Le premesse in tal senso non sono però delle migliori se si considera che i 3 partiti che governano insieme nel nostro Paese, nel Parlamento europeo partecipano a 3 coalizioni diverse e con ben differenti fisionomie. Come dire: amici in Italia, avversari dopo Chiasso;  con l’obbligo di spiegare agli elettori come il nostro Paese potrà presentarsi in modo credibile a Bruxelles, con posizioni forti perché unitarie e condivise. F.d.I., che nel nostro governo rappresenta la parte più estrema della coalizione di destra, in Europa ambisce a proporsi come leader di una aggregazione  di “conservatori” più moderati; la Lega che in Italia tende ad appropriarsi di quell’elettorato orfano di Berlusconi, in Europa si associa alla destra più estrema rappresentata dalla signora Le Pen;  F.I. (per quel che oggi vale) a Roma si barcamena qua e là per esistere, in Europa partecipa al Partito Popolare, centrista e moderato. Quasi si fossero messi tutti d’accordo per viaggiare in Europa a posizioni invertite rispetto a quel che succede in patria.

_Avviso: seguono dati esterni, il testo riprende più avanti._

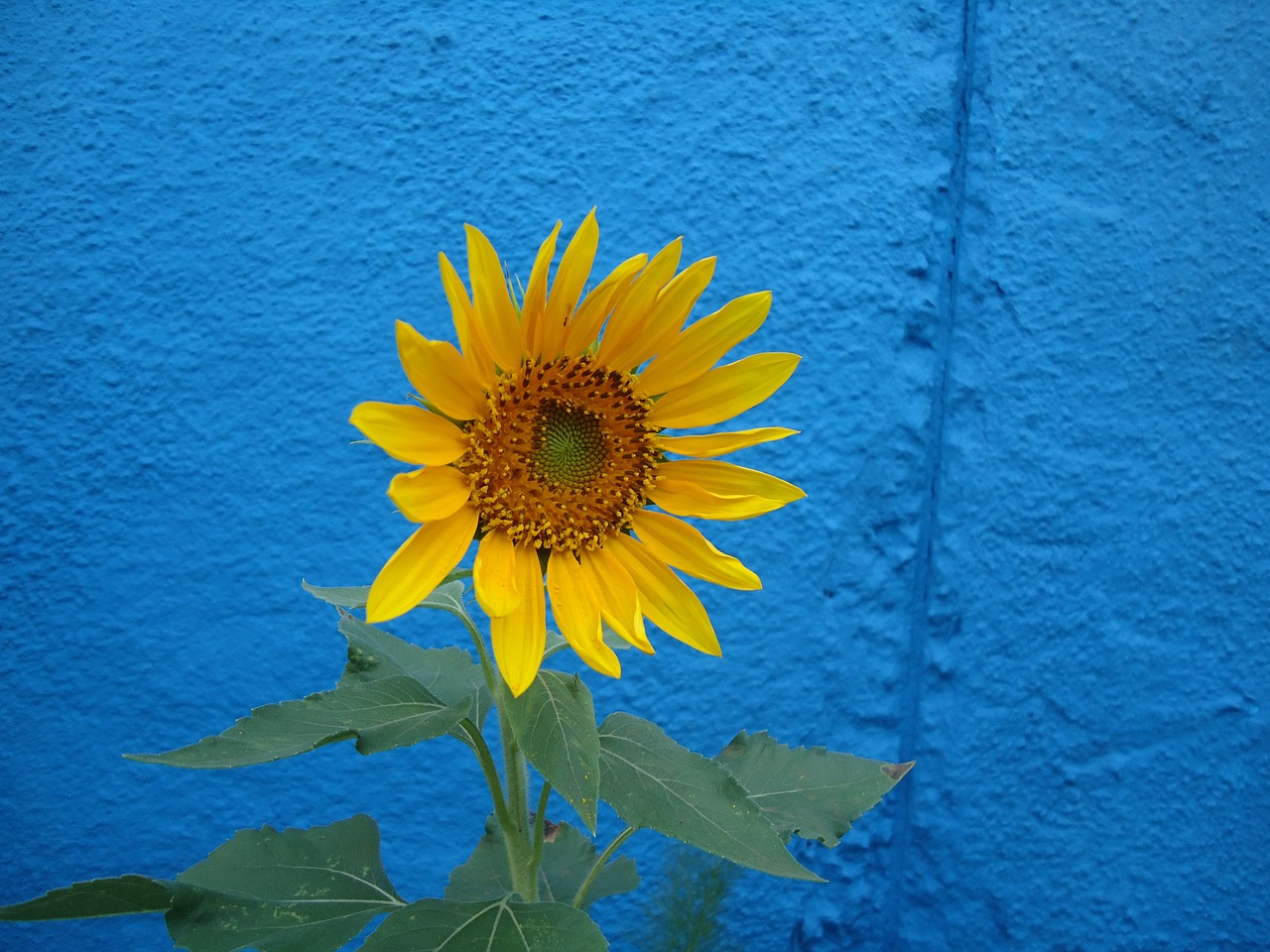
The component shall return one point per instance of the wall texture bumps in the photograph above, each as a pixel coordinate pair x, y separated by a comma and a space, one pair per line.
1024, 249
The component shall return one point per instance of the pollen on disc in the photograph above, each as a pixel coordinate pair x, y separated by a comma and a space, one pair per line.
564, 454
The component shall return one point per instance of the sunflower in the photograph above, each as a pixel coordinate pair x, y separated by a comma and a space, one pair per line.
543, 435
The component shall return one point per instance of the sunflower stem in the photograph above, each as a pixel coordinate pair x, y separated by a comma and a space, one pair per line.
517, 833
489, 770
601, 862
540, 817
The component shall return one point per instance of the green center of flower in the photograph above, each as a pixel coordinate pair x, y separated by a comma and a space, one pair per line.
570, 444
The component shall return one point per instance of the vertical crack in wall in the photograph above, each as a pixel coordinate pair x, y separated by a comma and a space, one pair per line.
920, 607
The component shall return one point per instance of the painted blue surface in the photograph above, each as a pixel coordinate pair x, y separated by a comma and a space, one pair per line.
1024, 252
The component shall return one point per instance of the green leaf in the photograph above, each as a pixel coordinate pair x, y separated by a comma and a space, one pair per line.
449, 673
291, 892
354, 597
554, 721
651, 780
118, 895
498, 925
567, 858
808, 792
381, 715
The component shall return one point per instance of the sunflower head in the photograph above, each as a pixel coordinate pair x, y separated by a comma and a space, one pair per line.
544, 435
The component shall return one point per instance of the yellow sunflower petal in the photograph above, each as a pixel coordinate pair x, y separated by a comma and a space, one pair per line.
699, 347
494, 324
581, 329
494, 574
521, 635
619, 601
630, 312
663, 595
534, 307
420, 565
680, 544
690, 499
441, 375
411, 433
721, 443
460, 304
576, 612
728, 479
570, 281
431, 493
667, 315
724, 393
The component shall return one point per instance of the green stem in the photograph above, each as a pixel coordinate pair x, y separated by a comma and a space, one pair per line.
601, 861
490, 771
539, 825
512, 810
520, 851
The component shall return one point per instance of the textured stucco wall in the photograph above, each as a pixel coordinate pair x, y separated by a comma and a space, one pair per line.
1023, 249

C’è poi chi fa filtrare l’ipotesi di ridurre il quorum elettorale  o eliminare, anche qui, le preferenze; tutti segnali evidenti che la politica si sta interessando, prima ancora che della reale portata di queste elezioni, dei soliti e conosciuti interessi di bottega. Ipotesi, quest’ultima, che non lascia dubbi di sorta se si osservano  i movimenti di Salvini che, forte del supporto “lepenista”,  vede la possibilità di appropriarsi di quell’area imbarazzante della destra che la Premier, prima o poi, dovrà “scaricare”. Una operazione tutt’altro che pacificante, oltre che discutibile, ma che i comportamenti del “capitano” nella  questione Vannacci confermerebbero.

E l’ipotesi di cui sopra è ancor più  credibile se si osserva l’immarcescibile Renzi che si affretta a candidarsi per guidare un ipotetico “Centro”, politicamente necessario ma difficilmente realizzabile se ancora una volta , come in altre circostanze (vedi referendum), lui personalizza l’iniziativa. Ma lui, da persona intelligente quale è, questo lo sa;  ma sa anche che in fin dei conti ciò che a lui interessa è semplicemente un posto al sole europeo, utile per arricchire il suo curriculum “professionale” internazionale e che per ottenerlo deve cercar di “razzolare” quei voti che adesso non  ha.

Tutte pessime premesse, sicuramente non atte a convincere gli elettori che queste elezioni meritano di “metterci la testa”!